How to calculate your savings

Simple interest refers only to interest earned on the principal balance; interest earned on interest is not taken into account. To see how compound interest differs from simple interest, use our simple interest vs compound interest calculator. The easiest way to take advantage of compound interest is to start saving! Just enter your beginning balance, the regular deposit amount at any specified interval, the interest rate, what is the difference between compounding interval, and the number of years you expect to allow your investment to grow. This flexibility allows you to calculate and compare the expected interest earnings on various investment scenarios so that you know if an 8% return, compounded daily is better than a 9% return, compounded annually. The investing information provided on this page is for educational purposes only.
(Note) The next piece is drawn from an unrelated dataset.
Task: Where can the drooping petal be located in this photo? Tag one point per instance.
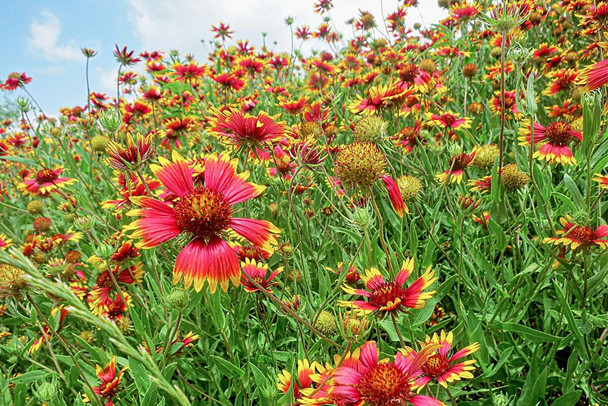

Looking back at our example from above, if we were to contribute an additional $100 per month into our investment,our balance after 20 years would hit the heights of $67,121, with interest of $33,121 on total deposits of $34,000. $10,000 invested at a fixed 5% yearly interest rate, compounded yearly, will grow to $26,532.98 after 20 years. This means total interest of $16,532.98 anda return on investment of 165%. Total Deposits – The total number of deposits made into the investment over the number of years to grow. When the returns you earn are invested in the market, those returns compound over time in the same way that interest compounds. Compound interest is the interest you earn on your original money and on the interest that keeps accumulating.

How does the compound interest rate calculator work?

We are compensated in exchange for placement of sponsored products and services, or by you clicking on certain links posted on our site. Therefore, this compensation may impact how, where and in what order products appear within listing categories, except where prohibited by law for our mortgage, home equity and other home lending products. Other factors, such as our own proprietary website rules and whether a product is offered in your area or at your self-selected credit score range, can also impact how and where products appear on this site. While we strive to provide a wide range of offers, Bankrate does not include information about every financial or credit product or service. The TWR figure represents the cumulative growth rate of your investment.